The FTX drama has spilled over into the broader crypto market with another 10% crash in the past 24 hours. In less than a week, the broader crypto market lost 20% of its value, or $200 billion.
JPMorgan’s latest report shows that the crypto market is facing a “cascade of margin calls”, failure to respond to it could lead to major sell-offs in the market. According to JPMorgan strategists led by Nikolaos Panigirtzoglou, the price of Bitcoin could crash to as low as $13,000.
BTC price is already down 20% on the weekly chart. At press time, Bitcoin is trading down 11.75% at a price of $16,143 and a market cap of $309 billion.

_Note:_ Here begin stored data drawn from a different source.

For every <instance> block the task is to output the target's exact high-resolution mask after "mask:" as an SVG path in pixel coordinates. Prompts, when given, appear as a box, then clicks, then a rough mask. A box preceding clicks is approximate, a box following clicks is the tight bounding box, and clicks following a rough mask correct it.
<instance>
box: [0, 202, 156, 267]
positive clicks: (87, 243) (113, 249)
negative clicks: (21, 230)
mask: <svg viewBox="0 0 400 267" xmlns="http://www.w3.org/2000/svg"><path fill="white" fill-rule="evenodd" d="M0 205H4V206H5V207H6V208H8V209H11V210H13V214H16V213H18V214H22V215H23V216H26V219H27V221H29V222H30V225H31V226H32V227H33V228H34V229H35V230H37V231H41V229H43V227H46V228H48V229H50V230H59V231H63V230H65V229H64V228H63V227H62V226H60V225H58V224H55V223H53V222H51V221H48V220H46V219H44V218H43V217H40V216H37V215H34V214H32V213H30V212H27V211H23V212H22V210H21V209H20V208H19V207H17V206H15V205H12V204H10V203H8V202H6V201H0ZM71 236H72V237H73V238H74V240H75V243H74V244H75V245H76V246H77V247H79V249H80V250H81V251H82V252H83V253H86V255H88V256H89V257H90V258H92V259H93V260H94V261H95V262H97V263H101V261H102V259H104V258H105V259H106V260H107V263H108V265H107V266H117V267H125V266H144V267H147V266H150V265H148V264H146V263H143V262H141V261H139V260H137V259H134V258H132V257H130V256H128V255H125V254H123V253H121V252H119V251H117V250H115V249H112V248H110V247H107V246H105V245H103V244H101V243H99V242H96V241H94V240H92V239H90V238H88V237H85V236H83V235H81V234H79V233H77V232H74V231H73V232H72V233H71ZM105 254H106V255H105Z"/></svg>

In a report released Wednesday, the JPMorgan team wrote:
“What makes this new phase of crypto deleveraging induced by the apparent collapse of Alameda Research and FTX more problematic is that the number of entities with stronger balance sheets able to rescue those with weak capital and high leverage decreases” in the crypto sphere.
JPMorgan on FTX-led crypto bloodbath
The FTX episode has spread like a contagion in the market. Additionally, there is a lot of drama with FTX chief Sam Bankman-Fried struggling to find new investors in the market. A day after announcing support for acquiring FTX’s non-US assets, Binance walked away from the deal on Wednesday.
Now, market analysts are very concerned that any potential bankruptcy of FTX will lead to contagion into other crypto outfits. As a result, investors are still accepting the FTX episode.
JPMorgan’s prediction of a further drop in the price of Bitcoin is based on the cost of producing Bitcoin for miners. As we know, with the falling Bitcoin price on the one hand and rising energy costs on the other hand, miners have been forced to liquidate their BTC holdings to cover their operational costs.
“At this time, this production cost is $15,000, but is likely to revisit the low of $13,000 seen over the summer months,” JPMorgan said.